Cuando en 1881 el especialista en la historia de Egipto Émile Brugsch estudiaba las momias del complejo de templos funerarios Deir el-Bahari, una de ellas llamó a su atención. A diferencia de la prolija conservación de distintos faraones reales que la acompañaban, esta no había sido momificada del modo habitual y, además, su expresión en el último momento de su vida era de dolor. Por eso, la bautizaron como “la momia que grita”.
Aparte de su boca abierta, sus manos y pies estaban atados y presentaba signos de estrangulamiento. Por si fuese poco, en su ritual funerario, había sido envuelta con pieles de oveja, un animal impuro en aquella época.
Los brazos y pies de la momia que grita estaban atados, mientras que su cuello presentaba signos de estrangulamiento. Foto: G. Elliiot Smith / Museo del Cairo
Durante más de tres mil años el misterio sobre quién fue este egipcio y por qué tuvo aquel desenlace fue desconocido. Sin embargo, unas pruebas de ADN realizadas en 2012, y publicadas en un estudio, socavaron las sospechas sobre las circunstancias de su muerte, su línea familiar y su identidad. Esta última, al menos parcialmente.

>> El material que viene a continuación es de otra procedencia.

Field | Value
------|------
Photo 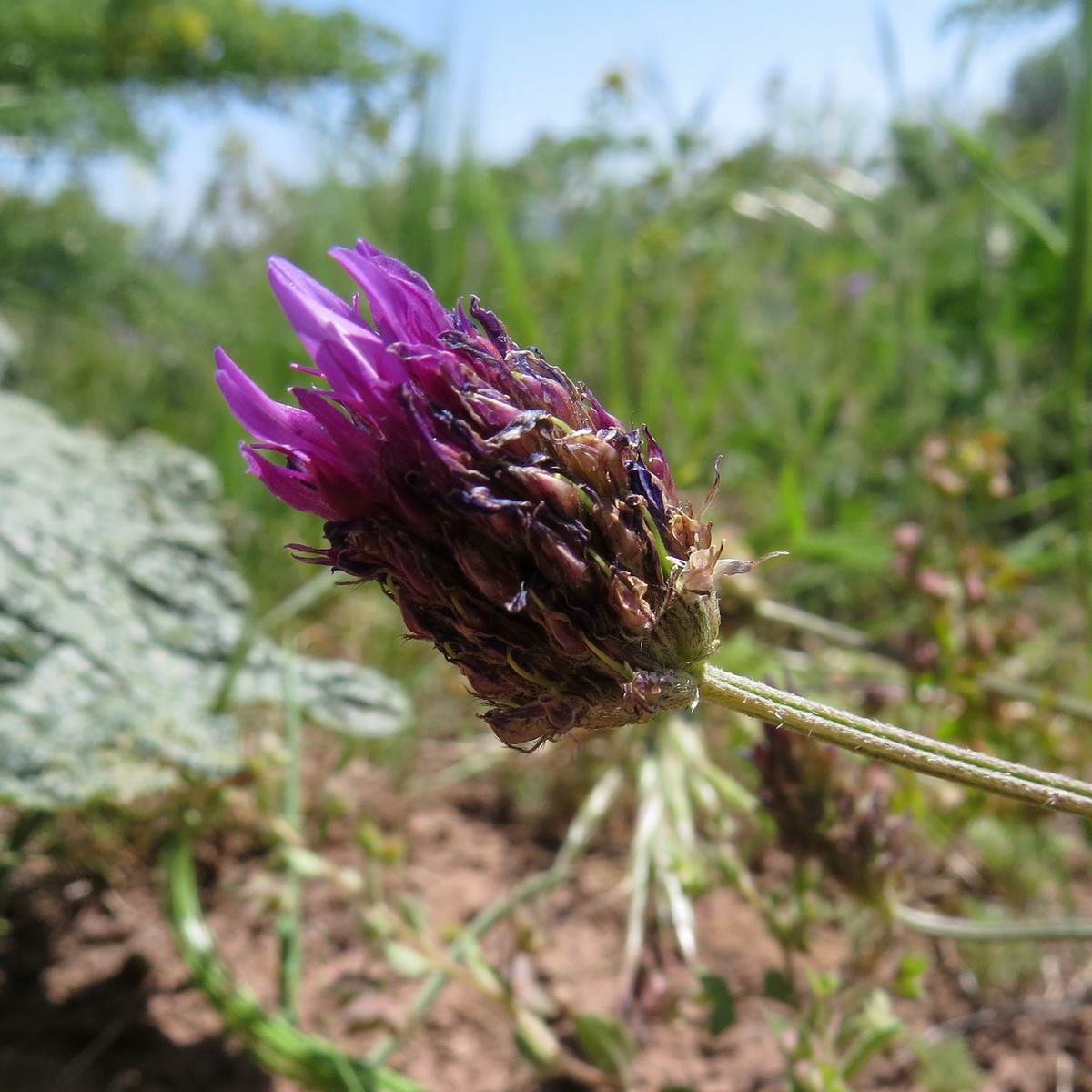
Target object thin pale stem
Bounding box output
[162,834,421,1092]
[277,655,304,1023]
[895,906,1092,943]
[701,666,1092,818]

La momia se trataba del joven príncipe Pentaur, entre 18 y 20 años, hijo del faraón Ramsés III con Tiye, una de sus distintas esposas. Ramsés III fue el último de los grandes faraones de Egipto, quien devolvió al imperio su antigua gloria, pero que en su vejez gobernó con mano de hierro a un pueblo precario y hambriento.
Los hechos se remontan a 1153 a.C. Entonces Tiye, en colusión a concubinas y oficiales militares y civiles, complotó contra Ramsés III para que así el trono sucediera a su vástago. Los historiadores llaman al complot la “conspiración del harén”.
A la izquierda, la momia de Ramsés III tiene cubierto un profundo tajo en el cuello con una tela. A la derecha, la momia de su hijo, el príncipe Pentaur. Foto: composición
Pese a que el objetivo tuvo éxito parcial -la momia de Ramsés III presenta un tajo profundo en el cuello-, los asesinos fueron detenidos, juzgados y quemados. Así lo describe el Papiro de Turín, un documento judicial tras el regicidio.
Entre los conspiradores estuvo el príncipe Pentaur.
Los motivos exactos de su muerte se desconocen, sin embargo, los historiadores apuntan a un suicidio obligado, sea en la horca, con un veneno, o ambos métodos.
Por otro lado, las hipótesis sobre el trato diferenciado que recibió su cadáver indican que algún pariente o persona de confianza pudo intentar salvar su pureza conservando su cuerpo. Sin embargo, el cadáver fue dejado a secar en natrón y se le echó resina en la boca abierta para mantenerlo así eternamente.
Otra método para eliminar todo rastro de él fue asignarle el nombre falso de Pentaur en el papiro judicial y ocultar el verdadero nombre.
El borrón de su identidad y su condena eterna expresada en su agonía le ha permitido, contra todo pronóstico, conservar el misterio y que siga siendo recordado.